Perhaps splitting the compiler in some parts could help people create such tools.

Bye,
bearophile
January 21, 2014
On 1/21/2014 1:33 AM, Dicebot wrote:
> See "reserved namespace" reference. It does not need any special support from
> the language itself but some support from spec that will ensure that those
> attributes won't conflict with user code and other tools will be helpful.
> Probably even in form of guideline, not a rule.

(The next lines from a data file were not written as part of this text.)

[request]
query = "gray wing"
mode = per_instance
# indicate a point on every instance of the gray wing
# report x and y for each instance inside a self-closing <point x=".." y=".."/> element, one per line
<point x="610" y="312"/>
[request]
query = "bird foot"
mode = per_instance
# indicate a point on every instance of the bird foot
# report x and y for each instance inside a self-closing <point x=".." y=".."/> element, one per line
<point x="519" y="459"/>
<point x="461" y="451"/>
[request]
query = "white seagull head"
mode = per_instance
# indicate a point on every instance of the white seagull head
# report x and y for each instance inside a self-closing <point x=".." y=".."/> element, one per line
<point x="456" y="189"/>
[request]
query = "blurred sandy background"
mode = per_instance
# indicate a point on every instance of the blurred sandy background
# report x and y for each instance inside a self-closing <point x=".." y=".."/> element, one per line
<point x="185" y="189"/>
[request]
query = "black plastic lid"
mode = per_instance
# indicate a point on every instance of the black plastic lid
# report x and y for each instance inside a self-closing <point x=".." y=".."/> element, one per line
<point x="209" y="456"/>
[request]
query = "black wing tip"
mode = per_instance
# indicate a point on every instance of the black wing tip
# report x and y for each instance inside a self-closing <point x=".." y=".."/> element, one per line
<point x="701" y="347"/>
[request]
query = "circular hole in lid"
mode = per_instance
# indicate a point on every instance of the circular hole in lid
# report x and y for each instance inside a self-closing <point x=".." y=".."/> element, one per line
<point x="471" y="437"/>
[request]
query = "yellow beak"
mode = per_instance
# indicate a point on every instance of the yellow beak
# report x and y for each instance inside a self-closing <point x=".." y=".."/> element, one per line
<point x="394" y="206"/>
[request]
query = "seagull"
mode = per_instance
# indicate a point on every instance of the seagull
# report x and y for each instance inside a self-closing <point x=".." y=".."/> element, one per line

This is quite overengineering to put such in the spec.

@coverity_warnings

should do fine (i.e. prefix with your tool name). It's not any harder than coming up with names for your third party library.
January 21, 2014
On Tuesday, 21 January 2014 at 20:26:57 UTC, Walter Bright wrote:
> On 1/21/2014 1:33 AM, Dicebot wrote:
>> See "reserved namespace" reference. It does not need any special support from
>> the language itself but some support from spec that will ensure that those
>> attributes won't conflict with user code and other tools will be helpful.
>> Probably even in form of guideline, not a rule.
>
> This is quite overengineering to put such in the spec.
>
> @coverity_warnings
>
> should do fine (i.e. prefix with your tool name). It's not any harder than coming up with names for your third party library.

"test.d(10): Error: undefined identifier coverity_warnings"

In order for this to work the analysis tool would have to distribute a .d or .di file that is imported by any module that needs to suppress warnings. Java has the SuppressWarnings annotation in the standard java.lang to avoid this.
January 21, 2014
On 1/21/2014 1:07 PM, Brian Schott wrote:
> On Tuesday, 21 January 2014 at 20:26:57 UTC, Walter Bright wrote:
>> @coverity_warnings
>>
>> should do fine (i.e. prefix with your tool name). It's not any harder than
>> coming up with names for your third party library.
>
> "test.d(10): Error: undefined identifier coverity_warnings"
>
> In order for this to work the analysis tool would have to distribute a .d or .di
> file that is imported by any module that needs to suppress warnings. Java has
> the SuppressWarnings annotation in the standard java.lang to avoid this.

The trouble is if you start doing that, you end up in an endless ratrace of adding ever more "standard" names.

If you're going to use a static checker, it doesn't seem to me to be a big burden to provide an import for it.